À Madagascar, le groupe Les Surfs, formé de six frères et sœurs malgaches, explose sur la scène parisienne en 1963 avec des reprises en français de tubes américains ayant inspiré la tendance yéyé. « Reviens vite et oublie » cartonne en Europe, et en Afrique. Le groupe vend quatre millions de disques, fait des tournées internationales : « ils sont les premières stars africaines du monde yéyé ». D’autres groupes malgaches comme Les Safaris ou Les Pénitents — masqués, pour cacher leur identité à leurs familles diplomatiques, mais cette histoire est pour un autre article — tentent aussi l’aventure. Le yéyé se diffuse partout, mais ne plaît pas forcément à tous.

En tendance mais pas unanime

En Guinée, le président Sékou Touré interdit le yéyé mais également le twist, une des plus grandes influences du style musical. Il dissout les groupes et promeut une culture strictement nationale.

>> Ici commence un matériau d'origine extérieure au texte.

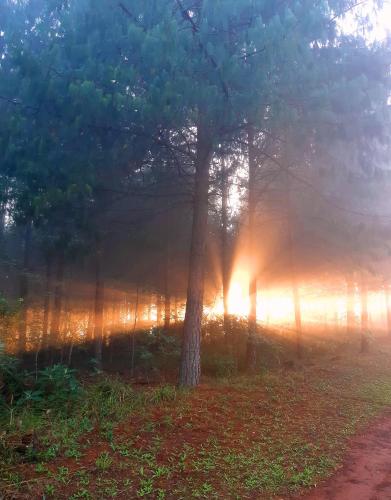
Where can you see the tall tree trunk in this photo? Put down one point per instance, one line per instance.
(294, 279)
(364, 316)
(55, 326)
(24, 287)
(134, 332)
(175, 310)
(388, 307)
(158, 309)
(190, 368)
(46, 304)
(224, 246)
(252, 206)
(349, 305)
(98, 308)
(167, 296)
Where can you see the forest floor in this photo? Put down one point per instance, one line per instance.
(274, 435)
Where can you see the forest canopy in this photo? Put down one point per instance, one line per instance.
(163, 160)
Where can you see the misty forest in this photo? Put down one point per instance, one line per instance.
(195, 249)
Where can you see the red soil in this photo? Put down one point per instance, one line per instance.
(366, 473)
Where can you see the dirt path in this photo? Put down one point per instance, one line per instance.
(366, 473)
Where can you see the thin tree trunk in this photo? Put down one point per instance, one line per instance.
(224, 246)
(190, 368)
(294, 279)
(167, 296)
(388, 307)
(349, 305)
(252, 205)
(24, 287)
(46, 305)
(364, 316)
(158, 309)
(134, 332)
(175, 310)
(55, 327)
(98, 309)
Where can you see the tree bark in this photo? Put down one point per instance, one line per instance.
(46, 304)
(388, 307)
(98, 309)
(167, 296)
(55, 326)
(24, 287)
(349, 305)
(252, 205)
(190, 368)
(158, 309)
(364, 316)
(224, 246)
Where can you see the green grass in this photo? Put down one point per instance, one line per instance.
(273, 434)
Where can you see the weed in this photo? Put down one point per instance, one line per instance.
(145, 488)
(104, 461)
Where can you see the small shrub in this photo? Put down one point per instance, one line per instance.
(219, 365)
(58, 385)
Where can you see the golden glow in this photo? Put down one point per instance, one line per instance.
(238, 298)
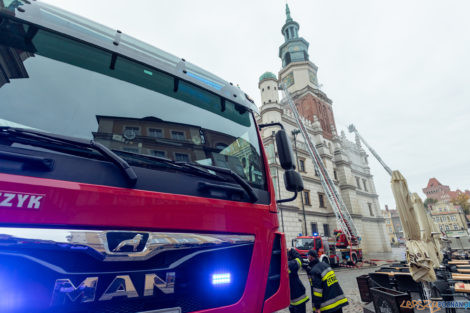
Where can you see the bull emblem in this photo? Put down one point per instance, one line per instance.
(134, 242)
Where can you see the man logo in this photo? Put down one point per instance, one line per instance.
(125, 242)
(134, 242)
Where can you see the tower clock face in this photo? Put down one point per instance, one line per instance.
(288, 80)
(312, 77)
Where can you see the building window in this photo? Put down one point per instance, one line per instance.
(131, 150)
(314, 228)
(131, 131)
(177, 135)
(221, 146)
(155, 132)
(321, 200)
(307, 197)
(158, 153)
(358, 183)
(181, 157)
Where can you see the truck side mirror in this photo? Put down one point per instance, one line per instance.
(293, 181)
(284, 148)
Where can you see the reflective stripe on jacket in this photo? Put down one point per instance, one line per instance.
(326, 291)
(297, 289)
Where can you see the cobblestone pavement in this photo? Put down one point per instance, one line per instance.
(348, 282)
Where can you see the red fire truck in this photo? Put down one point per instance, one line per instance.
(130, 179)
(324, 246)
(333, 251)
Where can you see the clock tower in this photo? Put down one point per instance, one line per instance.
(299, 76)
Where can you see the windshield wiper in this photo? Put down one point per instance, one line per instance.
(249, 190)
(76, 142)
(199, 169)
(150, 160)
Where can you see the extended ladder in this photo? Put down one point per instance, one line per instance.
(341, 212)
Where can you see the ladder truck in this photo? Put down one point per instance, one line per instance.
(347, 238)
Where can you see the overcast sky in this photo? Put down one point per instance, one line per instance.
(399, 70)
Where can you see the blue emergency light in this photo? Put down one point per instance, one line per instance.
(220, 279)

 À cette période, un autre incident va ternir un peu l’image de la culture yéyé en Afrique. Au Cameroun, en 1968, Johnny Hallyday effectue sa troisième tournée africaine, autre signe que la musique yéyé est très appréciée sur le continent. Le chanteur français va pourtant provoquer un scandale qui entachera la popularité du genre chez les dirigeants africains. Le vendredi 10 mai 1968, Johnny Hallyday, un peu ivre selon les témoignages, déclenche une bagarre à l’hôtel de l’Indépendance à Yaoundé. Durant la dispute, il assène un coup au ministre centrafricain de la Fonction publique présent. « Un type que je ne pouvais évidemment pas connaître a dit des choses désagréables à notre sujet, notamment parce que nous avons les cheveux longs. Il m’a bousculé. J’ai protesté. Puis, il m’a empoigné en déchirant mon polo », confie Johnny Hallyday à l’AFP, après son expulsion du Cameroun. Le ministre centrafricain n’était pas franchement fan du style vestimentaire yéyé. Il sera rejoint dans sa façon de penser par le président camerounais, à l’époque, Ahmadou Ahidjo.

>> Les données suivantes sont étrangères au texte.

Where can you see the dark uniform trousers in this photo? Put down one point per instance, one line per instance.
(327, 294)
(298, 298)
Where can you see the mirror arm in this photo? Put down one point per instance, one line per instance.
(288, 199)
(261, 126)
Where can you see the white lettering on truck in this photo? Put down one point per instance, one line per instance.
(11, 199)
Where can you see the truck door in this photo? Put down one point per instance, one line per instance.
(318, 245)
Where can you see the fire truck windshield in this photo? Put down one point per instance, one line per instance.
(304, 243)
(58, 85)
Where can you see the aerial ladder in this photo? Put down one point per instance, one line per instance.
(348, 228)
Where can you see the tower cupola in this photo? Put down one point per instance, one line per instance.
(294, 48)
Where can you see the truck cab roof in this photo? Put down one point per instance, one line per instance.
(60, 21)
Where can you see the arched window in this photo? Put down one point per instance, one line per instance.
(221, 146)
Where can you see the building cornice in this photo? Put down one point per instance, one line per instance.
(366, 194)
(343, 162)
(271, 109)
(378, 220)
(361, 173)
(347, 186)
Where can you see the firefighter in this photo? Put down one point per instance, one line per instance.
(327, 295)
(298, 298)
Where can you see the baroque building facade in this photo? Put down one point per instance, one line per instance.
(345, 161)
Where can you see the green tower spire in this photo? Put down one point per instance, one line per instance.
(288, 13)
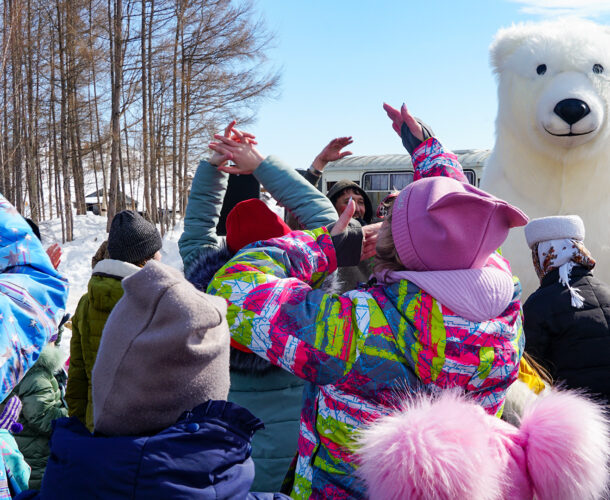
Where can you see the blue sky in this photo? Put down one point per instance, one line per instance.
(341, 59)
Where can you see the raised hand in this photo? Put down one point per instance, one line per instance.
(403, 116)
(221, 158)
(332, 152)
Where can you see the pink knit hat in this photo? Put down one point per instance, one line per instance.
(439, 223)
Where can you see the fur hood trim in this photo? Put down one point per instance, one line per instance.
(51, 358)
(447, 447)
(206, 264)
(118, 268)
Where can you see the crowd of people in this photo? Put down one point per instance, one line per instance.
(338, 352)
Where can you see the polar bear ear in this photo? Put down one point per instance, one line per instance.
(506, 41)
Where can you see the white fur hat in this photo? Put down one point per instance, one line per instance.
(557, 227)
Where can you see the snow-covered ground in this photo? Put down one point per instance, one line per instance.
(89, 233)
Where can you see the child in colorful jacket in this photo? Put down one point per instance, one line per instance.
(445, 311)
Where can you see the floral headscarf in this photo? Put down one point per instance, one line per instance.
(562, 254)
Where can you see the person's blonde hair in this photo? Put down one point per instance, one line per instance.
(387, 257)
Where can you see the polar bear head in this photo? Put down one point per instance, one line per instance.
(554, 86)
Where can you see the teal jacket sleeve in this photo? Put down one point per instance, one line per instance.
(33, 297)
(291, 190)
(202, 211)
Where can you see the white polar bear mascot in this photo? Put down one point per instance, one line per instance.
(552, 151)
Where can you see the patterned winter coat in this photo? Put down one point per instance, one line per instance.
(103, 292)
(32, 297)
(361, 349)
(205, 455)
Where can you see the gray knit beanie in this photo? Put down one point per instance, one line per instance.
(164, 350)
(132, 238)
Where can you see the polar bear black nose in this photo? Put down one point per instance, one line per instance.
(571, 110)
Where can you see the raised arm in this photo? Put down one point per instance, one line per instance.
(205, 203)
(427, 153)
(33, 297)
(331, 152)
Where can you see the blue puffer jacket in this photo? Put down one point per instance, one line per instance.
(204, 455)
(32, 298)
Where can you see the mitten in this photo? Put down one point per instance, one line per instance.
(409, 141)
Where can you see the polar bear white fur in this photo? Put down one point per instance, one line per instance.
(552, 150)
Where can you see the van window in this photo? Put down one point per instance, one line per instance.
(471, 176)
(375, 182)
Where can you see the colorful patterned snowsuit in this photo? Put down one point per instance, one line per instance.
(361, 350)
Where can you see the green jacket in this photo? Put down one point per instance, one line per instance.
(42, 402)
(103, 292)
(276, 399)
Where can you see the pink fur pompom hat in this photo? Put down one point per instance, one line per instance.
(446, 447)
(445, 233)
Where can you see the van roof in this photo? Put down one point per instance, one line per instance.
(469, 158)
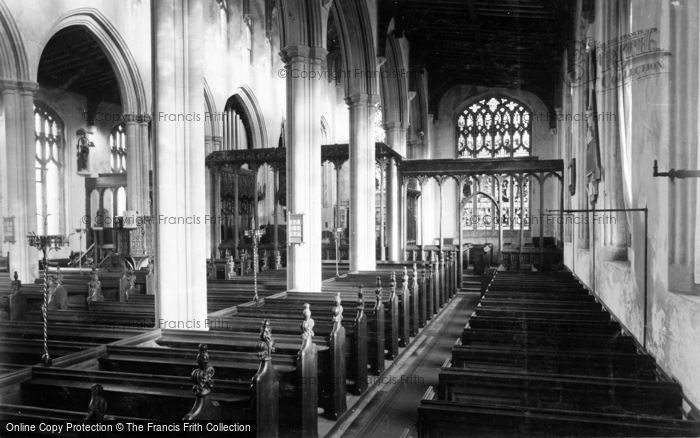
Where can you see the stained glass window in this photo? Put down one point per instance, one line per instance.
(494, 127)
(117, 146)
(49, 148)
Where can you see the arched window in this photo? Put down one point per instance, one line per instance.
(495, 127)
(117, 146)
(49, 146)
(236, 126)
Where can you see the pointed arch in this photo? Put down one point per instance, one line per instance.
(131, 87)
(357, 45)
(13, 57)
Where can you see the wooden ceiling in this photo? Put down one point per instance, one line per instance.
(514, 44)
(73, 60)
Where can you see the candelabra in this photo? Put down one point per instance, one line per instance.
(255, 234)
(337, 235)
(45, 244)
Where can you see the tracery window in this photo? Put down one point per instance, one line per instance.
(117, 146)
(49, 146)
(494, 127)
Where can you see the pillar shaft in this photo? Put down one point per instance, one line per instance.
(304, 170)
(180, 170)
(362, 194)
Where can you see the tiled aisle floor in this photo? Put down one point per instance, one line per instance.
(393, 411)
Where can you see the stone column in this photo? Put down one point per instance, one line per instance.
(362, 208)
(304, 170)
(179, 162)
(18, 177)
(393, 190)
(382, 163)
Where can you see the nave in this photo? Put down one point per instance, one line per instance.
(322, 368)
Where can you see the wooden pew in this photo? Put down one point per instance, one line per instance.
(556, 391)
(117, 318)
(551, 339)
(19, 351)
(441, 418)
(310, 359)
(554, 360)
(285, 319)
(83, 333)
(373, 311)
(539, 356)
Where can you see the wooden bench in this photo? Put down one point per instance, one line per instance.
(310, 357)
(550, 339)
(284, 313)
(557, 391)
(441, 418)
(67, 332)
(103, 318)
(374, 313)
(597, 363)
(19, 351)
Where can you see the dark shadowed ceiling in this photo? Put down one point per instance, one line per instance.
(494, 43)
(73, 60)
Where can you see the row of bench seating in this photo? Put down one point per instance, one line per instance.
(146, 376)
(541, 357)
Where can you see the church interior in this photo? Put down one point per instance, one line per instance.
(339, 218)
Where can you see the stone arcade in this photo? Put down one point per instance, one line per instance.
(416, 218)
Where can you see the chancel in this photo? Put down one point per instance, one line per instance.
(341, 218)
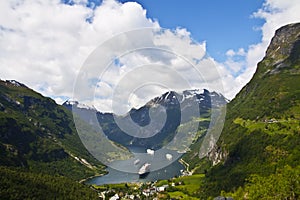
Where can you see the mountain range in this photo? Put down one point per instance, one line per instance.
(145, 131)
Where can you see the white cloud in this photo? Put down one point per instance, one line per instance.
(45, 43)
(276, 14)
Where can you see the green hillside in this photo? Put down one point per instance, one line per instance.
(262, 128)
(39, 146)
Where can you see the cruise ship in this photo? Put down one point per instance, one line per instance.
(144, 170)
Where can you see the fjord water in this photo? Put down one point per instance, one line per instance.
(126, 171)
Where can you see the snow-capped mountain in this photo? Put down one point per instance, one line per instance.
(178, 108)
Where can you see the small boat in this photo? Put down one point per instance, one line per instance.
(144, 170)
(137, 161)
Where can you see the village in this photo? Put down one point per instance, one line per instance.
(148, 190)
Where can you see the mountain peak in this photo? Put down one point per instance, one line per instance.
(284, 42)
(15, 83)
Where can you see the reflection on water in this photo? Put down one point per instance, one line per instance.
(127, 170)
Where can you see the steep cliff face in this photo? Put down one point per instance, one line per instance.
(261, 130)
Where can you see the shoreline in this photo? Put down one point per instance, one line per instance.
(91, 177)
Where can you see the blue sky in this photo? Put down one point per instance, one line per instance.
(45, 44)
(222, 24)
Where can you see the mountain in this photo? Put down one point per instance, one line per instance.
(167, 112)
(40, 150)
(260, 140)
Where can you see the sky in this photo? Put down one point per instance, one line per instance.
(119, 54)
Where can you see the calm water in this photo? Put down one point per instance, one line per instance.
(126, 171)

Quelques mois plus tard, dans un discours, ce dernier dit tout le bien qu’il pense de la culture yéyé. « Il n’y a pas de place pour le comportement yéyé. […] C’est le signe d’une jeunesse inadaptée, aigrie par le sentiment de son inutilité, de sa non-participation à l’édification de son propre avenir », poursuit-il. À partir de cette période, les encouragements en faveur de styles musicaux plus africains contribuent au recul du yéyé, notamment balayé par l’essor de la rumba congolaise dans les années 1970.

Malgré tout, il aura marqué toute une génération d’Africains. Avant de devenir une star du reggae, Alpha Blondy confie avoir beaucoup chanté « Le Pénitencier », de Johnny Hallyday, avec son groupe « Atomic Vibrations ». « Quand nous étions petits, nous voulions tous devenir yéyés », confie-t-il dans son titre « Yéyé » sorti en 1992.